People can remember things that hadn’t re-entered their mind for decades. It certainly happened to me a number of times (completely trauma-unrelated and not actively elicited).

A valid memory spontaneously re-entering your mind is different.

The idea of "repressed memories" was that people had hidden memories that they couldn't access, even if they tried. According to the theory, even if someone brought up the past event and tried to remind the person about it, they would be unable to recall it happening because their brain had blocked it out.

The idea was that only intervention by a therapist or some other special event could help the person "unlock" the repressed memories, making them available for remembering again.

What was really happening was that some therapists were leading people into "remembering" things that didn't happen through aggressive prompting and pushing, much like what happens when an aggressive investigator convinces a vulnerable person to falsely confess to something they didn't do.

I wouldn't be surprised if there are inaccessible, partly corrupted memories encoded in the hippocampus. I suspect most of them cannot be prompted by a therapist though, and likely there is no practical way to recover them.

I think it's all a matter of finding a trigger (or reference) to grab the memory. A therapist talking to you almost certainly wouldn't achieve that, but walking down the street and smelling an odd smell might.

I once found a recording of a lab session in high school physics. A day I completely forgot about. A moment that had no bookmarks in my brain.

Other things about that day were surfaced. How my braces felt and the fear I felt about forgetting a textbook.

All real, but unsurfaced until then.

That makes sense considering that human memory is strongly based on associations. Activating nearby memories can bring things back.

If you hear the first tones or words of a song you're much more likely to be able to tell the lyrics that follow compared to being asked to say those lyrics based on the title.

I think it depends on the stage of degradation and whether the network is still connected to something that can interpret it.

This is a more precise statement than just "you can recall things you thought you forgot".

It is specifically about trauma, and generally you don't forget traumatic events and that's often a big part of the problem. We are not talking about trivial things like the name of your maths teacher in high school, which have a tendency to come and go.

It is also specifically about therapy, that is an environment where you are actively encouraged to recall memories. We know how easy it is to make up memories, especially with the help of a third party (here, the therapist).

Combine the two: memories that are hard to forget and an environment conductive to making false memories and it becomes very likely that the "lost" memories are completely made up.

> and generally you don't forget traumatic events

That depends on how many you endured really. Only so much room in the old noggin with everything else important going on.

>It is specifically about trauma, and generally you don't forget traumatic events and that's often a big part of the problem.

Oh, of course you can.

My guess is that long term memory recovery is inherently a reconstruction from the pieces that you have retained. So it is not unlikely to include dreamed up parts.

The debunked recovered memory therapy was something different: They would use different techniques and leading questions to try to get a patient to think they remembered something that may not have happened at all.

Some of the techniques included hypnosis or even giving the patients (including children) sedative-hypnotic drugs before pressuring them with the leading questions.

If they could eventually get the person or child to claim to have some memory of the event (after asking a lot of leading questions and maybe even drugging them) they considered it to be a recovery of the memory.

This has been my experience as someone who has experienced childhood trauma, and what I've inferred from my therapist. He taught me that the memories I have are typically exaggerations of what happened and it's hard to pin down what truly happened. The only evidence I have that has any merit is my siblings can corroborate with similar experiences since it happened to all of us, and I'm sensitive to things related to these traumas. Almost every day I can feel the things that happened, and on my worst days these areas are much more sensitive.

On top of that, I have legitimate memories that were not traumatic, but still related to the same traumas because said person attempted to encourage these activities throughout my young life on rare occasions. I didn't remember what happened as a kid, but I knew something wasn't right and I wasn't comfortable.

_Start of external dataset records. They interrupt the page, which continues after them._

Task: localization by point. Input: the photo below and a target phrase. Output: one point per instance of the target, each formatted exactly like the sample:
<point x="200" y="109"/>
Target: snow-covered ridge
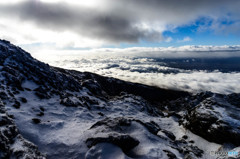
<point x="70" y="114"/>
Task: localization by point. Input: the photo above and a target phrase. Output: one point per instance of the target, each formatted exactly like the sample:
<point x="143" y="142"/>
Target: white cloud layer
<point x="139" y="65"/>
<point x="94" y="23"/>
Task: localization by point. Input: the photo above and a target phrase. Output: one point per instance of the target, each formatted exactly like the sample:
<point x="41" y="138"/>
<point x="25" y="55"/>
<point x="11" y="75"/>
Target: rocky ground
<point x="70" y="114"/>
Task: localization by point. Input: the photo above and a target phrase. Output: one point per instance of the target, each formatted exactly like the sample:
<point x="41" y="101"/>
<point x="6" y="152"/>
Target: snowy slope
<point x="70" y="114"/>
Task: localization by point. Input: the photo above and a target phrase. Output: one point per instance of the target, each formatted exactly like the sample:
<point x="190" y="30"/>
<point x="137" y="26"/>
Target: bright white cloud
<point x="139" y="65"/>
<point x="185" y="39"/>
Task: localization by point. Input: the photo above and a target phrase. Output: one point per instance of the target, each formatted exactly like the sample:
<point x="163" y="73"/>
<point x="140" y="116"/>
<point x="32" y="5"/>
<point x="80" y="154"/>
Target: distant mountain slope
<point x="70" y="114"/>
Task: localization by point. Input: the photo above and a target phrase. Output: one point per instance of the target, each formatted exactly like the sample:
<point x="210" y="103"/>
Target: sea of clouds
<point x="140" y="65"/>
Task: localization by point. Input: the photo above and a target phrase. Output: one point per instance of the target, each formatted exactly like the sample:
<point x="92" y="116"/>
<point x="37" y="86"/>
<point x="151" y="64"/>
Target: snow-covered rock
<point x="71" y="114"/>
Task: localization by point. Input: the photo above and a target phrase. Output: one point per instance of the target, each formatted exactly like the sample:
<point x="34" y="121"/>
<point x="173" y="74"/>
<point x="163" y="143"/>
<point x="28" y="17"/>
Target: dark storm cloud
<point x="88" y="22"/>
<point x="124" y="20"/>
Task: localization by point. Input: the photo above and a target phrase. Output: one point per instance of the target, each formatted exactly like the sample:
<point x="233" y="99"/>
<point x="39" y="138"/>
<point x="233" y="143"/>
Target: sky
<point x="38" y="25"/>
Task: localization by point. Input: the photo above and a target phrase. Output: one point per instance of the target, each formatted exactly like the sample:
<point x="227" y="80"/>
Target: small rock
<point x="36" y="120"/>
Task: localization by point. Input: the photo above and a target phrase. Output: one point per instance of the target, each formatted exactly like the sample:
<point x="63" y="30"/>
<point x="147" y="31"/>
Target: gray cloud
<point x="125" y="20"/>
<point x="88" y="22"/>
<point x="149" y="71"/>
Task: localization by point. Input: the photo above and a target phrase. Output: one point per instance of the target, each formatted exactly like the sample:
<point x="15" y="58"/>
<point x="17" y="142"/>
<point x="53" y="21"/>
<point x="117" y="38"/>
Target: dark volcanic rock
<point x="215" y="120"/>
<point x="125" y="142"/>
<point x="12" y="144"/>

It wasn't until I was almost 30 that I had my first "flashback" which was a fractured memory, I still remember it looked like a faded photograph in my mind, and it was accompanied by an extremely uncomfortable feeling.

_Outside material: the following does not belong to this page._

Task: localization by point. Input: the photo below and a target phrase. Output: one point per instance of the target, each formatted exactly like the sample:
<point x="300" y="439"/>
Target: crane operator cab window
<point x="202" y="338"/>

The re-surfacing memories aren't real in a sense, but in my case they aren't entirely fake either.

I wonder if it's possible that things can be completely imagined with absolutely no basis what-so-ever in certain circumstances, and I also wonder how difficult it is to discern that. It seems to be a difficult concept to manage.

The accuracy of recollection can certainly vary, but the point is that some information is retained long-term even when it isn’t made use of in the meantime. Of course one could argue that actually it is being made use of unconsciously, but I’m skeptical of that, given the relative irrelevance of the details that can be recollected. It’s also not that difficult to imagine that some memory-representing micro-structures in the brain just happen to be stable over decades even when they remain untapped.

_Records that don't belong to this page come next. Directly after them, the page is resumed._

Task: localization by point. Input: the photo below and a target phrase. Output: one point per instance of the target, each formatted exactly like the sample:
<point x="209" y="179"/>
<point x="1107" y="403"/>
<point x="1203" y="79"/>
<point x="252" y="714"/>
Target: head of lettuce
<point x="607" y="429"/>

Indeed. I was browsing a Nintendo fan site I made in 1998 on archive.org when I was just 11 years old. I don't remember every detail about making it, but my brain had no problem stitching all the pieces it did retain back together.

On the other hand, I do have some Gandalf "I have no memory of this place" moments for other things.

They won't remember it accurately anyways, so it's kind of a moot point.

Though you're right - a specific scent can easily call up an ancient, forgotten memory.